A series of graphs and images related to MMP1 expression in cancer research. Panel A shows a bar graph of transcripts per million across various cancer types. Panel B depicts expression levels in tumor versus normal tissues. Panel C is a box plot of BRCA expression with statistical significance indicated. Panel D is a Kaplan-Meier survival curve comparing high and low MMP1 groups. Panel E displays immunohistochemistry images of normal and tumor tissues stained for MMP1. Panel F shows a line plot of relative mRNA expression levels. Panels G, H, and I present bar and line graphs measuring MMP1 mRNA and OD values over time in cell lines, with statistical annotations.

Expression analysis and experimental validation of MMP1. (A, B) Pan-cancer expression profile of MMP1. (C) Expression level of MMP1 in breast cancer samples. (D) Overall survival (OS) analysis of MMP1 in the TCGA breast cancer cohort. (E) Immunohistochemical analysis of MMP1 in breast cancer and adjacent normal tissues. (F) PCR validation in clinical samples showing high expression of MMP1 in breast cancer (BC). (G) Knockdown efficiency of MMP1 in HCC1806 and MDA-MB-231 cell lines. (H, I) CCK-8 assay demonstrating that MMP1 knockdown significantly reduces cell proliferation. ns, not significant; *, p < 0.05; **, p < 0.01; ***, p < 0.001.

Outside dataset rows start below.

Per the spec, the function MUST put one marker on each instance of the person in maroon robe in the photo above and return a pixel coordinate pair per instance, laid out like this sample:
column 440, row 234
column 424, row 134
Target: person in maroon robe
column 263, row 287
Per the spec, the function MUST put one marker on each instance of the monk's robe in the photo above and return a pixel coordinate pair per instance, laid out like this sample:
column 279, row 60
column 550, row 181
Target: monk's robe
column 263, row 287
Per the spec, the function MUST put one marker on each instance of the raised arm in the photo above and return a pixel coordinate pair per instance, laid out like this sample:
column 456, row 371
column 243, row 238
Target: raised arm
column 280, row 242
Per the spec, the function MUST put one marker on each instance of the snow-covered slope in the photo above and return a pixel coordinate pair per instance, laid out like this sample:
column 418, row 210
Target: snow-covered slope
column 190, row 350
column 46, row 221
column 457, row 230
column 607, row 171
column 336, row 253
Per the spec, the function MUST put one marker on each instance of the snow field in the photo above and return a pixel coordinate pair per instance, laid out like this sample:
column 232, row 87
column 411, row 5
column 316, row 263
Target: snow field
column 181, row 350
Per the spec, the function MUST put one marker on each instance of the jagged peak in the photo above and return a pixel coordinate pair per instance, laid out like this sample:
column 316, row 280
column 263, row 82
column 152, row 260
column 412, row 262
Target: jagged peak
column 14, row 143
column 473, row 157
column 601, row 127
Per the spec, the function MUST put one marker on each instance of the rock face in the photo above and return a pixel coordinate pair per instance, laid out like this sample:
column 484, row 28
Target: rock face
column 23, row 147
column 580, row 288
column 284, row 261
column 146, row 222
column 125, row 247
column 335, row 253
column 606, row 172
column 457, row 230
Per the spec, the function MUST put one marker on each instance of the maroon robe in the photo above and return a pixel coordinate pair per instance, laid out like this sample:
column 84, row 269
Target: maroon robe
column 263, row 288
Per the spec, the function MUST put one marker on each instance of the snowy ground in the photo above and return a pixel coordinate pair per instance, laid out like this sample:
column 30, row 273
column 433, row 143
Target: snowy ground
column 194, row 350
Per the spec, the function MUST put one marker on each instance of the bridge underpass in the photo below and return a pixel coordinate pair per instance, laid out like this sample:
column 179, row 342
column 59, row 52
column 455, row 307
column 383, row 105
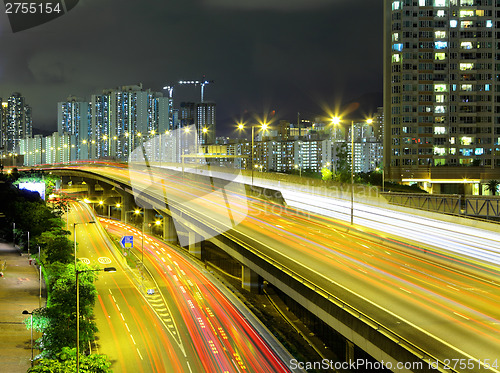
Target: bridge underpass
column 358, row 328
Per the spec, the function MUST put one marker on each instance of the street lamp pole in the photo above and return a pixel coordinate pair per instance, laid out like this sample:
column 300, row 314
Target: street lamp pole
column 40, row 269
column 352, row 172
column 251, row 151
column 25, row 312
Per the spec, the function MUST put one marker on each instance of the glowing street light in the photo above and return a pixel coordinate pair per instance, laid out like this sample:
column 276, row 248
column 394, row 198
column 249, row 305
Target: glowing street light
column 25, row 312
column 263, row 127
column 107, row 269
column 336, row 121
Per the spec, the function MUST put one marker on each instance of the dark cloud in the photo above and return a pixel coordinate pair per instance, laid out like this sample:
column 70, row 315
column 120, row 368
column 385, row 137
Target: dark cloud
column 280, row 5
column 289, row 55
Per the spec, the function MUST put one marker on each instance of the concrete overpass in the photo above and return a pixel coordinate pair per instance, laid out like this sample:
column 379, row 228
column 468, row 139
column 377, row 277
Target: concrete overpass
column 321, row 294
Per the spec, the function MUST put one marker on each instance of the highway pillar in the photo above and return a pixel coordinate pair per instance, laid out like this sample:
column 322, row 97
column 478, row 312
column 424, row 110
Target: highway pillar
column 149, row 217
column 90, row 187
column 194, row 245
column 169, row 232
column 349, row 351
column 126, row 206
column 249, row 279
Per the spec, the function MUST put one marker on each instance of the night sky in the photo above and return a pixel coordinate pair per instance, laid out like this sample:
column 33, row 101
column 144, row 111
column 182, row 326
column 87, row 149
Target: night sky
column 284, row 55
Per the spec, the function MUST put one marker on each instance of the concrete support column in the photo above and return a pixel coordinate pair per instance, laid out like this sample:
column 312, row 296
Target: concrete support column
column 349, row 351
column 149, row 216
column 126, row 206
column 169, row 232
column 194, row 245
column 106, row 190
column 250, row 280
column 90, row 188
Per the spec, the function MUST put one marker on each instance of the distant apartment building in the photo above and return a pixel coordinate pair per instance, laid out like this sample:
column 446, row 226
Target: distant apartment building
column 73, row 118
column 441, row 93
column 202, row 115
column 16, row 123
column 115, row 122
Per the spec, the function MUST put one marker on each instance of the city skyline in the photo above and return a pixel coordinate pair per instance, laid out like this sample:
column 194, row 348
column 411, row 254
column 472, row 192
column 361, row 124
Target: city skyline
column 279, row 56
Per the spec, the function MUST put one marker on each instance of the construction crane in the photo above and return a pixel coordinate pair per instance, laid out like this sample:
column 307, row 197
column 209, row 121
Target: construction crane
column 202, row 83
column 170, row 89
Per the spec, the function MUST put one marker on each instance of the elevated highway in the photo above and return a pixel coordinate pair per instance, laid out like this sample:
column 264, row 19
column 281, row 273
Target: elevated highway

3.10 Functional validation of MMP1

We conducted MMP1 knockdown experiments in MDA-MB-231 and HCC1806 cell lines, resulting in significant changes in MMP1 expression levels in both cell lines (Figure 9G). In CCK-8 assays, we observed a notable decrease in the proliferation activity of MDA-MB-231 and HCC1806 cells following MMP1 knockout compared to control cells (Figures 9H, I). To further validate the impact of MMP1 on BC cell proliferation, we performed colony formation assays, which indicated that MMP1 gene knockdown led to reduced colony number and size in both cell lines (Figures 10A, B). We then examined the impact of MMP1 on the migration and invasion of BC cells through wound healing and transwell assays. The findings revealed that the knockdown of MMP1 significantly reduced the migration and invasion capacities of these cancer cells (Figures 10C–G). In vivo experiments also showed that MMP1 knockdown inhibited tumor growth in mice compared to the control group, leading to reductions in tumor volume and weight (Figures 10H–J).

Figure 10

Graphical data illustrating research on HCC1806 and MDA-MB-231 cells showing various experiments. Charts (A, E, F) depict colony numbers, migration, and invasion data. Images (B, G) show cell morphology and assays with treatment groups (NC, Si-MMP1-1, Si-MMP1-2). Images (D) depict wound healing assays at 0 and 48 hours. Photo (H) displays tumor samples with a ruler for scale. Bar chart (I) compares tumor weights between control and sh-MMP1 groups. Line graph (J) shows tumor volume growth over 20 days comparing control and sh-MMP1. Statistical significance is indicated in the charts.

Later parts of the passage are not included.